Components of a DataStax Apache Kafka Connector implementation.

The DataStax Apache Kafka™ Connector is deployed on the Kafka Connect Worker nodes and runs within the worker JVM. The Kafka Connect Worker Framework handles automatic rebalancing of tasks when new nodes are added and also ships with a built-in REST API for operator actions. Running the connector in this framework enables multiple DataStax connector instances to share the load and to scale horizontally when run in Distributed Mode. The diagram below shows how the DataStax Connector fits into the Kafka ecosystem.

The environment is compromised of the following components:
  • Data sources - Original source of the data, such as databases, applications, and other services like Salesforce and Twitter.
  • Kafka platform
    • Kafka brokers - Responsible for storing Kafka topics.
    • Kafka connect workers - The nodes running the Kafka connect framework that run producer and consumer plug-ins (Kafka connectors).
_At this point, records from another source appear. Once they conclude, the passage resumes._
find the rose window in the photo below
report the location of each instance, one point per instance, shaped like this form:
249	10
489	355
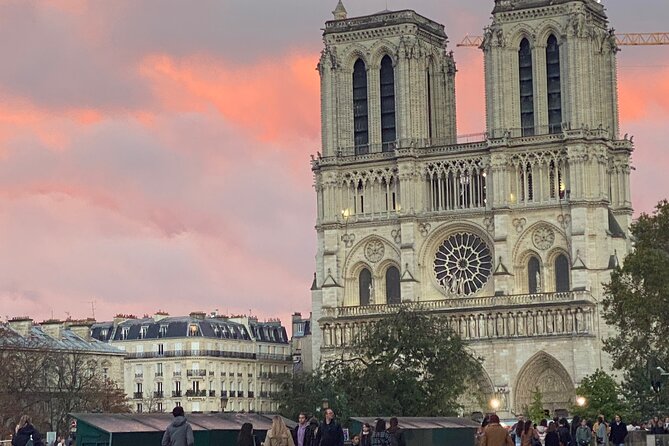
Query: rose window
463	263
      • Source connectors - Push messages (data) from the original sources to Kafka brokers.
      • Sink connectors - Workers running one or more instances of the DataStax Kafka Connector, which pulls messages from Kafka topics and writes them to a database table on the DataStax platform using the DataStax Enteprise Java driver.
  • DataStax platform - Connector writes to DataStax Enterprise (DSE) or DataStax Distribution of Apache Cassandra™ (DDAC) nodes.
    Note: All nodes in each cluster must be uniformly licensed to use the same subscription. For example, if a cluster contains 5 nodes, all 5 must be DDAC nodes, or all 5 must be DSE nodes.